Millions of UK citizens could be hit by an IT disaster similar to that suffered by the Royal Bank of Scotland (RBS) in the summer of 2012, unless banks move off of legacy systems, according to RBS's customer services group chief analytics officer, Alan Grogan.
The IT glitch affected NatWest, Ulster Bank and RBS, and cost the RBS Group an estimated £125m. The incident left millions of customers unable to access their accounts, while RBS struggled to fix the issue.
In an interview with Computing, Grogan explained that RBS had "100 per cent learned from what happened" and had put in place "special" measures to ensure that it doesn't happen again.
"We've worked with regulators and external firms to ensure that the issue isn't going to happen again. The organisation has put in a huge amount of investment in looking at our future bank strategy and eradicating any legacy challenges that we have," he said.

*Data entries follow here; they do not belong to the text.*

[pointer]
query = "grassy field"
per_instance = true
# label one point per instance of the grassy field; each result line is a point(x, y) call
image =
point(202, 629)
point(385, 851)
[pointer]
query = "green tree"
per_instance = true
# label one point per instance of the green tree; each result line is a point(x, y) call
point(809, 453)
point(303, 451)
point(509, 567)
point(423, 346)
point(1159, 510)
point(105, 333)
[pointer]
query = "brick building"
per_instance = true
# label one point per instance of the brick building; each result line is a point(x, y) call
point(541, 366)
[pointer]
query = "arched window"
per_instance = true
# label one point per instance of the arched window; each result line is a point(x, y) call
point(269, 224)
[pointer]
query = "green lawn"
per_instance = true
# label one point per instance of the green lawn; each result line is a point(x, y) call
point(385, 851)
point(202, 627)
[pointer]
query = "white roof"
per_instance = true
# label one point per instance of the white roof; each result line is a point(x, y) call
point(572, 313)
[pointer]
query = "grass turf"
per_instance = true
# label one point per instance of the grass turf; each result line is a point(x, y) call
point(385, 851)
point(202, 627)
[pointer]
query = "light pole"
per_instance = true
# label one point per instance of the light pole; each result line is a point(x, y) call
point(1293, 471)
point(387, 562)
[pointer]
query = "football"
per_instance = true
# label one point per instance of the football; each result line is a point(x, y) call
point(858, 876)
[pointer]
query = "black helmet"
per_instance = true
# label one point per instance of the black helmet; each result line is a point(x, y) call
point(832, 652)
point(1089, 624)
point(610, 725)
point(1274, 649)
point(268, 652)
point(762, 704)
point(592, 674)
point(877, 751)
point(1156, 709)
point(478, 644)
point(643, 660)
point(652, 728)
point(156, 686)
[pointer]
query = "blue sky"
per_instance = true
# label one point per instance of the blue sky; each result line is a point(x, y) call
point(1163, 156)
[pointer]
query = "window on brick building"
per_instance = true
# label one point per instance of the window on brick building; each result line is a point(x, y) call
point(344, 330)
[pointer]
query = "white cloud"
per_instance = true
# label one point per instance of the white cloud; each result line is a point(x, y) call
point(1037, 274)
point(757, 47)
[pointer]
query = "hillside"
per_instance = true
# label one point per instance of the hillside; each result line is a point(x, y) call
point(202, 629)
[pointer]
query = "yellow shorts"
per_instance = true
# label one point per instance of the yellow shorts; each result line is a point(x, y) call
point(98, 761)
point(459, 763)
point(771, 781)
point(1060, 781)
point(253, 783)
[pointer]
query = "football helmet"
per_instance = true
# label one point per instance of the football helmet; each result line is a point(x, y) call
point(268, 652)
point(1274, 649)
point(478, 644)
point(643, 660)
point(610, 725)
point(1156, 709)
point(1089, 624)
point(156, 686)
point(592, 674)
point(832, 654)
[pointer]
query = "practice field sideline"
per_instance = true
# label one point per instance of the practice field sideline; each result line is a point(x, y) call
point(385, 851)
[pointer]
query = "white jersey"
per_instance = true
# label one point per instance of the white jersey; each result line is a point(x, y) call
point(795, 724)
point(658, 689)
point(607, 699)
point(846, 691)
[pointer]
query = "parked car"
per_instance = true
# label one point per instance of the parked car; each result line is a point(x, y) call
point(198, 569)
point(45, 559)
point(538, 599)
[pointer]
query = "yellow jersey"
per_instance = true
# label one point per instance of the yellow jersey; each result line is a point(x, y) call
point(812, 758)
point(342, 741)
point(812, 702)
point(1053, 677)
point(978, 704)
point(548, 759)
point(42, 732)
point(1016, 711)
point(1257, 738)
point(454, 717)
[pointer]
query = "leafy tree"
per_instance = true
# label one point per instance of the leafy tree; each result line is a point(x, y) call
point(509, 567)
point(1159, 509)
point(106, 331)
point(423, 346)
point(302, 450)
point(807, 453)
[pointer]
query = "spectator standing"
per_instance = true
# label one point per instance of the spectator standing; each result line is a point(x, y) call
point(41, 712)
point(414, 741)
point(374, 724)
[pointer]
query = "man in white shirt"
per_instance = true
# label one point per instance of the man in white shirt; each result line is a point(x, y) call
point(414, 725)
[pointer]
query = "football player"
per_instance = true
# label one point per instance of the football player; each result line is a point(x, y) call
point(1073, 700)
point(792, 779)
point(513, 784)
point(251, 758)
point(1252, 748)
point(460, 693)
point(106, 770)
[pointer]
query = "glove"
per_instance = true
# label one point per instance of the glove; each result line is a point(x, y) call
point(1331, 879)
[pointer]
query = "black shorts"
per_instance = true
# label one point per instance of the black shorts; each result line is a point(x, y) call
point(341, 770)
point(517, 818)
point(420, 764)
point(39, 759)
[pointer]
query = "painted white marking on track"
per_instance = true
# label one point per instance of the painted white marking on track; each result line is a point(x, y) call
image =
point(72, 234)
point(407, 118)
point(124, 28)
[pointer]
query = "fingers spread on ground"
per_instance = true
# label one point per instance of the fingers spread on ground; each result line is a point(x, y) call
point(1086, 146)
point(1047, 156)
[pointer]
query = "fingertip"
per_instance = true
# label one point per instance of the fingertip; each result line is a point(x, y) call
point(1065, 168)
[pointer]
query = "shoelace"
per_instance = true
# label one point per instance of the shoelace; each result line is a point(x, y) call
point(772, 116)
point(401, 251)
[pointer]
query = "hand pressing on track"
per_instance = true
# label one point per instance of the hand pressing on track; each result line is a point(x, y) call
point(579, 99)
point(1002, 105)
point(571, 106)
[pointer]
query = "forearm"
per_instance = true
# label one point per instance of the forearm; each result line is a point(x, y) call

"We couldn't rely on legacy as the world speeds up, as new data demands come in. For example, with things like biometrics, you ask whether it is worth bolting things on to existing legacy systems. You realise that you're going to have a bottleneck or reach a point of return where you don't go back to the legacy systems," he stated.
"Obviously, the new technology is out there, and of course it is better to change to a strategically placed, cheaper, scalable mainframe rather than staying with what you have," he added.
Grogan explained that as more demands are placed on businesses, including regulatory driven change, it becomes "very dangerous" to stay with legacy systems, or to make updates and amendments to these systems.
He said that the payments failure at RBS in 2012 was not the result of a lack of focus on risk management at the time.
"I dispute that, on a risk management basis we've got a high level of risk governance and management, and we are definitely not under-resourced - the issue took everyone by surprise," he explained.
When RBS first noticed the issue, Grogan claimed that "every technology person that could have been put on the project to resolve the issue" was working on it. He said his own analytics projects, and other core banking and business technology projects were put on hold as well.
From a risk perspective, he said that RBS was "taught a lesson" with regard to resilience, double and triple checking systems, and making sure that everything about its legacy is put on a strategic roadmap.
"It is [put on a strategic roadmap], so that we have a plan to move off or at least strategically place it on a better footing," he explained.
"So we are investing countless millions on our legacy, technology and data. It doesn't keep me awake at night or worry me, but it is something we need to learn from and we apologise to those affected.
"I hope no other bank has to go through it, but it is uncertain with our competitors or in general, until everyone moves off legacy," he stated.